Violência muda horário de creches e escolas no Complexo da Maré

Rio – O aumento da violência no Complexo da Maré após a saída do Exército já se reflete na rotina de pais e alunos das unidades municipais da região. Professores de 11 das 33 escolas e creches do conjunto de favelas pediram medidas de proteção à Secretaria Municipal de Educação. Segundo o órgão, emergencialmente o horário das aulas foi reduzido. O início, que era às 7h20, foi adiado para as 8h e o término, que era 16h30, passou para 16h.

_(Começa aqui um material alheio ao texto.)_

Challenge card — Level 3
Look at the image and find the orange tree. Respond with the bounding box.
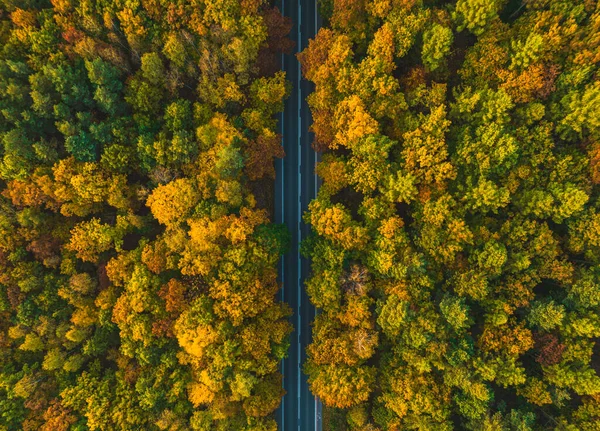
[299,0,600,430]
[0,0,291,431]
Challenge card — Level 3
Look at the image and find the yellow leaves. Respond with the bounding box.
[10,8,37,28]
[378,217,404,240]
[175,321,219,358]
[146,178,198,226]
[478,322,533,356]
[331,95,379,149]
[517,377,552,406]
[210,272,279,326]
[368,23,395,69]
[309,200,368,250]
[117,8,147,37]
[66,218,114,262]
[188,207,268,252]
[188,382,215,407]
[402,105,456,188]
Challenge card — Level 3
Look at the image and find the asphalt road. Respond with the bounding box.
[275,0,321,431]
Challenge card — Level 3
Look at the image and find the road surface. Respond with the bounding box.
[275,0,321,431]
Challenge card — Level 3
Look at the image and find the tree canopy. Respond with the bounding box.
[299,0,600,431]
[0,0,291,431]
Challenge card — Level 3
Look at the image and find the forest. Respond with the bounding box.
[0,0,600,431]
[0,0,293,431]
[299,0,600,431]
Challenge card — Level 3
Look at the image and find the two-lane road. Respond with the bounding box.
[275,0,321,431]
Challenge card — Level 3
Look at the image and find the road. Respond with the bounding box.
[275,0,321,431]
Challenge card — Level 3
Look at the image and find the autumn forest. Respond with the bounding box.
[0,0,600,431]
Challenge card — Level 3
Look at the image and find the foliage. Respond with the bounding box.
[0,0,291,431]
[299,0,600,431]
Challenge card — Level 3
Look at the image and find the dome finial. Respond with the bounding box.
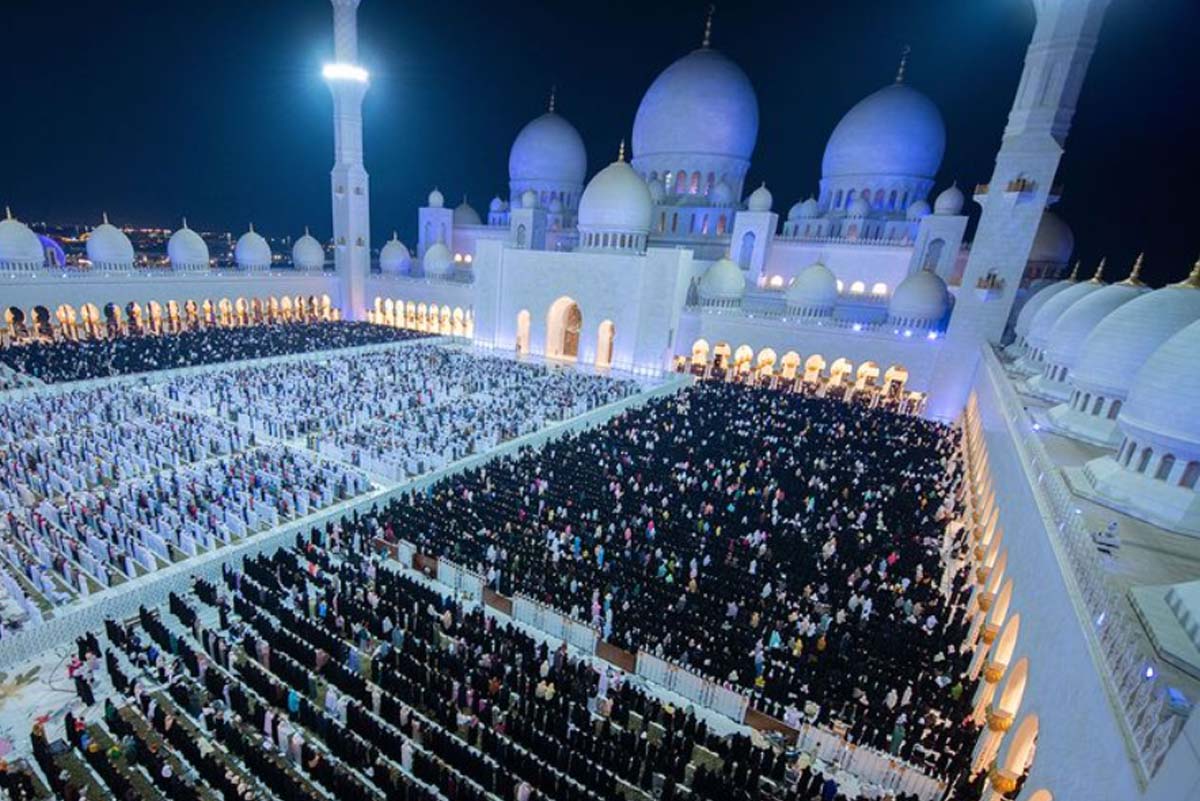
[1121,253,1146,287]
[896,44,912,84]
[1171,259,1200,289]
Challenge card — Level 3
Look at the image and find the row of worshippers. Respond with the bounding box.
[0,320,428,384]
[0,446,370,604]
[158,345,637,480]
[220,525,906,799]
[367,384,973,786]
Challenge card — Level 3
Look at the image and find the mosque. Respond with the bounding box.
[0,0,1200,801]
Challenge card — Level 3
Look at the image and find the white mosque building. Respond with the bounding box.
[0,0,1200,801]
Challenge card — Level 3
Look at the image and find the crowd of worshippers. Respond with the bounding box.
[0,320,428,384]
[0,427,370,634]
[68,513,926,801]
[156,345,638,480]
[355,384,970,775]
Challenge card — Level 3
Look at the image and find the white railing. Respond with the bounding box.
[983,348,1184,782]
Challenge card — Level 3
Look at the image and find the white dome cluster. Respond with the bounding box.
[379,231,413,273]
[167,217,209,270]
[0,209,46,270]
[698,257,746,305]
[578,143,654,252]
[233,223,271,270]
[292,225,325,270]
[888,270,950,329]
[784,261,838,317]
[86,213,136,270]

“Os tiroteios sempre acontecem durante a troca da guarda da PM, por volta das 7h. Por isso, reivindicamos a redução do horário”, explicou a professora Suzana Gutierrez, do Ciep Elis Regina, que fica na favela Nova Holanda.

Segundo a secretaria, o horário novo está previsto inicialmente apenas para este mês. Novas reuniões com autoridades da segurança estadual estão previstas para manter ou mudar os horários e estudar outras possíveis medidas protetivas para professores e alunos. O órgão ainda não sabe se poderá repor os 70 minutos diários a menos de aulas. Os professores, entretanto, argumentam que perdem dias de trabalho por causa dos confrontos.

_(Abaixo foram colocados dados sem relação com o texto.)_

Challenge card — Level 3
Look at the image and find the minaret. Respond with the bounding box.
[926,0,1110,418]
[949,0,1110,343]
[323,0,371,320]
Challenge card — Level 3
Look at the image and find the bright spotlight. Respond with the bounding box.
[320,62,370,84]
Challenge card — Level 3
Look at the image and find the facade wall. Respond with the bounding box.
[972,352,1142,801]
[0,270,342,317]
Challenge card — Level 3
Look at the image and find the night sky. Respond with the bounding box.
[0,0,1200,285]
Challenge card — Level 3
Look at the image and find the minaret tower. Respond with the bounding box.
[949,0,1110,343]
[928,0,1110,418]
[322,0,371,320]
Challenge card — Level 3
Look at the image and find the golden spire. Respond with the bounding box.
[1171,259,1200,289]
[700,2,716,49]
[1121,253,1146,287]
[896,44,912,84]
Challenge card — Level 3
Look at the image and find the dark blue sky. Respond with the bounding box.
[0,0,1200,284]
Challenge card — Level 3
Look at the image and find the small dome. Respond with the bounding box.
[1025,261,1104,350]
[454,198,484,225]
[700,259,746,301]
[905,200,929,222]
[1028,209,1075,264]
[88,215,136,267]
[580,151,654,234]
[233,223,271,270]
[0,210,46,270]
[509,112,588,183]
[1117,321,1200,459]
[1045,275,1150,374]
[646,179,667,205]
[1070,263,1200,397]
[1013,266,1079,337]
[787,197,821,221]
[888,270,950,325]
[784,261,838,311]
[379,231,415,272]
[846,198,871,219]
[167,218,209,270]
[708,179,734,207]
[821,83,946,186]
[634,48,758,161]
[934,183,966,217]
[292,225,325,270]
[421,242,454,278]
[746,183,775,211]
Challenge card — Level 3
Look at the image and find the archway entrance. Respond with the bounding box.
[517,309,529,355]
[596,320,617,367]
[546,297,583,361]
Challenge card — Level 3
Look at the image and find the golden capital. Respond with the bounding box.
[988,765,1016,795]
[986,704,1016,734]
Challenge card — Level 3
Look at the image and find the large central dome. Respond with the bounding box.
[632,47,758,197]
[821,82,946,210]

Frequentes tiroteios entre traficantes e policiais têm provocado a suspensão de aulas na Maré, principalmente nas favelas Rubem Vaz, Nova Holanda e Baixa do Sapateiro. Na reivindicação, os professores pediam uma redução ainda maior, de cerca de duas horas diárias. Eles foram nesta segunda-feira conversar com a secretária municipal de Educação, Helena Bonemi, sobre o problema.

“Nos dias 30 de junho, 1°, 2 e 3 de julho não tivemos aula. Semana passada também perdemos dois dias e essa semana tivemos apenas meio período. É sempre uma situação de muita instabilidade para quem está na escola”, afirmou uma outra professora, que pediu anonimato. Segundo ela, já houve confronto na porta da escola em que trabalha com as crianças lá dentro. “Já peguei situações na minha escola do caveirão parado na porta trocando tiros e a aula acontecendo”, ressaltou a professora.

A PM informou que tem realizado reuniões mensais dos comandantes dos batalhões com diretores e professores das escolas da Maré para ouvir as reivindicações e resolver os problemas. O objetivo é melhorar o patrulhamento na região.